We skip the math involved here to spare the non-mathematically inclined reader. The point that must be understood however is that it is possible to lay out the results both of testing and implementation in such a way that an optimal security budget can be arrived at. As a check on the sanity of this scheme let's look at the extreme cases. If there are no attacks on the system then the maximizing process will rule out any security budget whatsoever. Likewise if there are no opportunity costs we will set the security budget at zero.

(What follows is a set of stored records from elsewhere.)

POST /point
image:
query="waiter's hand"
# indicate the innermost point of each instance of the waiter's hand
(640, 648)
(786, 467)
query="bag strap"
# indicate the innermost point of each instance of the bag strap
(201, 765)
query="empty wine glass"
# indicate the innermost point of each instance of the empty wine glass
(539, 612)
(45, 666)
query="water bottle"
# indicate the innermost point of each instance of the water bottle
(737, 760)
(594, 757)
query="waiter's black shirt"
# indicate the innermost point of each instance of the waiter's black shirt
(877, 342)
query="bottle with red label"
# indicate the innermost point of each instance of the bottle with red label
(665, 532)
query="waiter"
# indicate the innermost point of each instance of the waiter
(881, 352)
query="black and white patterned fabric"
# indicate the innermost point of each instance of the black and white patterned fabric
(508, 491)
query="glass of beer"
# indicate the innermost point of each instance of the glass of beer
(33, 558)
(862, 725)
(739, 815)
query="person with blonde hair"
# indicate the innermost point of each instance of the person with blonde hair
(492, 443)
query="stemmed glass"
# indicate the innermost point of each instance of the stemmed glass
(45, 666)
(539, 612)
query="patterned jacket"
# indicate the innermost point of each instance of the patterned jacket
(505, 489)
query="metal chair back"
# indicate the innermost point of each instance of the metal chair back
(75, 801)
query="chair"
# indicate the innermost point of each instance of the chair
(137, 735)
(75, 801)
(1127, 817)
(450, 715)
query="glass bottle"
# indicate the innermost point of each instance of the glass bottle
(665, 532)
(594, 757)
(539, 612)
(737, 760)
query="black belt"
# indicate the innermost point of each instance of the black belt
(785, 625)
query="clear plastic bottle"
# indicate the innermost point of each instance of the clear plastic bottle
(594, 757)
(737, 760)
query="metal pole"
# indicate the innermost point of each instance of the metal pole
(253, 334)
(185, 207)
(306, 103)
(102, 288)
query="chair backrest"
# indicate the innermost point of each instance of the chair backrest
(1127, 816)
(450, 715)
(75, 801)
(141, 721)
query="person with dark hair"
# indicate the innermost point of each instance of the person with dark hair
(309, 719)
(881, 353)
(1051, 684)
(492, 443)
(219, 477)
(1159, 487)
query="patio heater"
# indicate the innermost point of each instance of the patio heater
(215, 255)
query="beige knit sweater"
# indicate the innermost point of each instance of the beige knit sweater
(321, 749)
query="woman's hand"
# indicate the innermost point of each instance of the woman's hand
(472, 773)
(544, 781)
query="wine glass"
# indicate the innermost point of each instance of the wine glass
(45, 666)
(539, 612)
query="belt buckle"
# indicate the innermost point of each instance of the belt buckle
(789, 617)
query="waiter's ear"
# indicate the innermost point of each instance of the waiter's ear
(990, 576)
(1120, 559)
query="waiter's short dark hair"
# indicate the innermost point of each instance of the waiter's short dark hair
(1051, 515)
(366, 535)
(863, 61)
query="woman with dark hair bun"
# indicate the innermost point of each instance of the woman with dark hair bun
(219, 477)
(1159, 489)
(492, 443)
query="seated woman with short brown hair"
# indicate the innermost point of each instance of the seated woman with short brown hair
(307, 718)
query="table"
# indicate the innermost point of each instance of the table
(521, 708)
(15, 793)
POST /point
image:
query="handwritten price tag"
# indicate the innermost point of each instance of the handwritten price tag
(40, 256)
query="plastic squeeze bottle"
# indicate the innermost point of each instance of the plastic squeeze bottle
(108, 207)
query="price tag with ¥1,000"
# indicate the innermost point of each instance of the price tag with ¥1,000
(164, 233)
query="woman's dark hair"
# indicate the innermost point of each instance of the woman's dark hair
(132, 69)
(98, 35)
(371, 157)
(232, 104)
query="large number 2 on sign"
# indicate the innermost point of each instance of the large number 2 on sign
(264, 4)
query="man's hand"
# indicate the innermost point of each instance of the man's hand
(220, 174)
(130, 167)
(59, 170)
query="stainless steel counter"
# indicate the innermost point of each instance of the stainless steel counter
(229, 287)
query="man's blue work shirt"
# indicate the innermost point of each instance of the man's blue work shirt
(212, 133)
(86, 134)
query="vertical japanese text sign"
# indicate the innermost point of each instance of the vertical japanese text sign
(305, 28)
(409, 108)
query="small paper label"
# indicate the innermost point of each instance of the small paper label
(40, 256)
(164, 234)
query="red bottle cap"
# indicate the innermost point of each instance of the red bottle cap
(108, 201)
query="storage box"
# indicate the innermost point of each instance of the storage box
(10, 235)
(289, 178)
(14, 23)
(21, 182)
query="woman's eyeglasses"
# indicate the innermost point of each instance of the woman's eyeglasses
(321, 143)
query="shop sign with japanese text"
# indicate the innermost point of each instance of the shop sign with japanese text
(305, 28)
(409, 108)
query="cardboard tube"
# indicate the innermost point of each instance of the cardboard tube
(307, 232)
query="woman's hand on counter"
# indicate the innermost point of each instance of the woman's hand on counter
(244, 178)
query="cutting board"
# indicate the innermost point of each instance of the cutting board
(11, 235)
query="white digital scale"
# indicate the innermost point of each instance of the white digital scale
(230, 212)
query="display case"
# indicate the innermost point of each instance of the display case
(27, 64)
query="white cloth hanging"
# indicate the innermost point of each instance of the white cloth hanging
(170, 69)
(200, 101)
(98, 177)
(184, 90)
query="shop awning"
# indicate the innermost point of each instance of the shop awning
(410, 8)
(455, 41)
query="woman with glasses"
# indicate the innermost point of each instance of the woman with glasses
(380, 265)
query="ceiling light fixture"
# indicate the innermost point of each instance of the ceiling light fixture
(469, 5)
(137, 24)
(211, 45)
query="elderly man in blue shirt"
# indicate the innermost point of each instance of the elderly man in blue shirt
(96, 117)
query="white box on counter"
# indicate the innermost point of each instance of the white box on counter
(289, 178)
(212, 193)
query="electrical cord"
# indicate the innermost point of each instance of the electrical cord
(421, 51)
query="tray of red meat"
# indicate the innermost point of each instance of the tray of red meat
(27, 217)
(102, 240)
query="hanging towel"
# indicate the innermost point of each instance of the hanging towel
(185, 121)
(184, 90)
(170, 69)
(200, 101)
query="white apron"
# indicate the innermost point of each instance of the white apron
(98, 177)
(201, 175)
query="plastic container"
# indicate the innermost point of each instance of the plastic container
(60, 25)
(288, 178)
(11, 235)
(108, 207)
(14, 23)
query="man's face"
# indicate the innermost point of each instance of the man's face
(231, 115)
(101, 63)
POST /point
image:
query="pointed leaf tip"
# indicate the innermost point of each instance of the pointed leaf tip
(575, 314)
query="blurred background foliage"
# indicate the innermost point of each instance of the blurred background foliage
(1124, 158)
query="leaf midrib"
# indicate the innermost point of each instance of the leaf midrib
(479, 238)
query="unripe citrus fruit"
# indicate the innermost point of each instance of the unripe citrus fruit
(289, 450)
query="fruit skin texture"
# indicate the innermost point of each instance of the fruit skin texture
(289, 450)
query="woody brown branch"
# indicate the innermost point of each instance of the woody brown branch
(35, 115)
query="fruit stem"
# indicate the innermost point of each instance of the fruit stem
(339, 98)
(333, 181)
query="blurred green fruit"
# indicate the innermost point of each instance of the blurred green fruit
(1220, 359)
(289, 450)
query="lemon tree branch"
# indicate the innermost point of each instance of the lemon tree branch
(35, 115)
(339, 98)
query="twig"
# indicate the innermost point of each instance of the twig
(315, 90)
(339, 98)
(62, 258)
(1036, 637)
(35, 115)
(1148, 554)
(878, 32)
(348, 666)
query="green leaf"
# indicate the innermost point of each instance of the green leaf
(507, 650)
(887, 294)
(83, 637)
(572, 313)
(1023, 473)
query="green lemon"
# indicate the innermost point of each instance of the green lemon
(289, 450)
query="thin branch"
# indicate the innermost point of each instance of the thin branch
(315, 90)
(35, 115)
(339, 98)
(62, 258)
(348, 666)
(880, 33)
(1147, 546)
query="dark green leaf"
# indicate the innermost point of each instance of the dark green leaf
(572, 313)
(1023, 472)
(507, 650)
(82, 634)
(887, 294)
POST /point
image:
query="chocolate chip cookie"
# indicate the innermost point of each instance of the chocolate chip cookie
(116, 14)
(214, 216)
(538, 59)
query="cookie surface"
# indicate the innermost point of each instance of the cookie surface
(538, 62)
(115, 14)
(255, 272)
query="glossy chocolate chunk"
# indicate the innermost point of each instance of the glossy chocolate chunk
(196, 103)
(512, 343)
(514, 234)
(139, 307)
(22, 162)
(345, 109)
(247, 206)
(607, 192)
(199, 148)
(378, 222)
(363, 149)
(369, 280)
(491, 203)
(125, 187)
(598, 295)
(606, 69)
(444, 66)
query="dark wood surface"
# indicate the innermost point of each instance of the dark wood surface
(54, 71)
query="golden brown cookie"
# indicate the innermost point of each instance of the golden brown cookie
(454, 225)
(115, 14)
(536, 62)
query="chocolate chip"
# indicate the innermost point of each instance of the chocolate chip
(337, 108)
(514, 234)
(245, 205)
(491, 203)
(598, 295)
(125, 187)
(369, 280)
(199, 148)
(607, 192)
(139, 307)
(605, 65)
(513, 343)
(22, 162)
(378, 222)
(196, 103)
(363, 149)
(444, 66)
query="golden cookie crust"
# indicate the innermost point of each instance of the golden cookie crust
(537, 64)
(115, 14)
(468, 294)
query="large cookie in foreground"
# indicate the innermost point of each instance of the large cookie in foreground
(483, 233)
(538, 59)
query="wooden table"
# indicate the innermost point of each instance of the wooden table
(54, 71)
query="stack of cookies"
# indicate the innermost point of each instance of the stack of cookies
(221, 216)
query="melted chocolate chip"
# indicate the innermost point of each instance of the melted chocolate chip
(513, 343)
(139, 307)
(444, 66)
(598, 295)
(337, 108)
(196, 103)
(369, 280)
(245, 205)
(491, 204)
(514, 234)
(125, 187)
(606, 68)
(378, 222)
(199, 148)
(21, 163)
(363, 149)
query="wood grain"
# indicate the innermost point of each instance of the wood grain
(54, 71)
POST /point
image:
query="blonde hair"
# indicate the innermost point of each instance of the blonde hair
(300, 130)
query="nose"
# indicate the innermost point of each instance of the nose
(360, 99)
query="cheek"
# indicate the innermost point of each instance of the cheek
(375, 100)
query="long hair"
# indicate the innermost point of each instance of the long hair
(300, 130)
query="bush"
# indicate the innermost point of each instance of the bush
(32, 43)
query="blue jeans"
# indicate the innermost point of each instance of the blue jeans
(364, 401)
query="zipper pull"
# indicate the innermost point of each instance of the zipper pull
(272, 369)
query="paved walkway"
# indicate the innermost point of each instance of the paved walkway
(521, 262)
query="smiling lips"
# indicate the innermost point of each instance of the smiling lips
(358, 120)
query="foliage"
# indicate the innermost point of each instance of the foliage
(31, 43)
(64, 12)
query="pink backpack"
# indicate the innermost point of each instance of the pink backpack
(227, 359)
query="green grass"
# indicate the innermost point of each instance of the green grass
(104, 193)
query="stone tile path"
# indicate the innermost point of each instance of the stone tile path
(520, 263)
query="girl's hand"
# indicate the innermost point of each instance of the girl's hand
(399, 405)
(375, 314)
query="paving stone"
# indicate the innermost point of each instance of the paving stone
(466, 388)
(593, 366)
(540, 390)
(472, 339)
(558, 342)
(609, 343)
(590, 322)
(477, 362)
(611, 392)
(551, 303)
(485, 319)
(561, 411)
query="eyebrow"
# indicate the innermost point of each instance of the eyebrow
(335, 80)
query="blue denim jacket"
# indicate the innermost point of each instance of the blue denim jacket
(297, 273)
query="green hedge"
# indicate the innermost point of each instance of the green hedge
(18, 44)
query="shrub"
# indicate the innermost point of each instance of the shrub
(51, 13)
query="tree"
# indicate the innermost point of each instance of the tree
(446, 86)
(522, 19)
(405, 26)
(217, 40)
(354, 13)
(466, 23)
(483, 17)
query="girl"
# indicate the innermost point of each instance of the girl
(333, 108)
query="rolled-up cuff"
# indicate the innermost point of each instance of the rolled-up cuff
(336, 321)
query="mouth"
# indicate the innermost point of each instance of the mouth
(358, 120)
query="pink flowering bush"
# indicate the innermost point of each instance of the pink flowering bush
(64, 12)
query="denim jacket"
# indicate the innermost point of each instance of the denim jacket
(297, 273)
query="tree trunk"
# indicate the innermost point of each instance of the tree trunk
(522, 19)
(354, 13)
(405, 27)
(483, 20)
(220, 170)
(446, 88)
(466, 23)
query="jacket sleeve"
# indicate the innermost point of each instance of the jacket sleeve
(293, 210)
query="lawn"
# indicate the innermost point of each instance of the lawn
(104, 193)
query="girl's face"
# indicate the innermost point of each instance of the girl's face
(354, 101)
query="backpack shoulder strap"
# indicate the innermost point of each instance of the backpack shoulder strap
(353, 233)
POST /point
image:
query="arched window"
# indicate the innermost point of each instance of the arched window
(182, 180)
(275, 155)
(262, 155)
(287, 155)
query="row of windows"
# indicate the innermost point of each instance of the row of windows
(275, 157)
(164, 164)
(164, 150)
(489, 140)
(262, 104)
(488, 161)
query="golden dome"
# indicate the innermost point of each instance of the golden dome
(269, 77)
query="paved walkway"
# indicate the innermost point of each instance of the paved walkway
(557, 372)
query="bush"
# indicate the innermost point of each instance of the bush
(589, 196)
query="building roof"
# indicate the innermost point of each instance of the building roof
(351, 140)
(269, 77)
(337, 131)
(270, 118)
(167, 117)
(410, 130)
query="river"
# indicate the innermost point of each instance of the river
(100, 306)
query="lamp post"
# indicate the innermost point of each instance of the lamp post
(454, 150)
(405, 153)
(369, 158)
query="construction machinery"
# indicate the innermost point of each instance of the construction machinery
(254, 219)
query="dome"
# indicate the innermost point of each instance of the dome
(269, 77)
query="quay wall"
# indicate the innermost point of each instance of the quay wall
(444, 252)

When The number of attacks or the opportunity costs are high then the budget is appropriately expanded. The only question is the ratio of test budget to implementation budget. This depend not upon population size, which we have successfully decoupled, but upon sample size and our desire for accuracy. If our desire for accuracy is low then most of the budget ends up in implementation. If our desire for accuracy is high the tests drain the entire budget.

From the above analysis we know that we have a rational model of security for a computer network. Just getting hold of the numbers to plug into our model can be quite expensive so we want to include a method for estimating the value of taking on such a project.

Are there any rules of thumb that can be applied without an optimizing matrix? Yes, the sample number should remain around 32 or 80% percent of the population whichever is less. The test + implementation budget should not exceed 10% of the additional revenue realized by the opportunity cost savings. This makes the assumption that a company is generating 10% profit on revenue.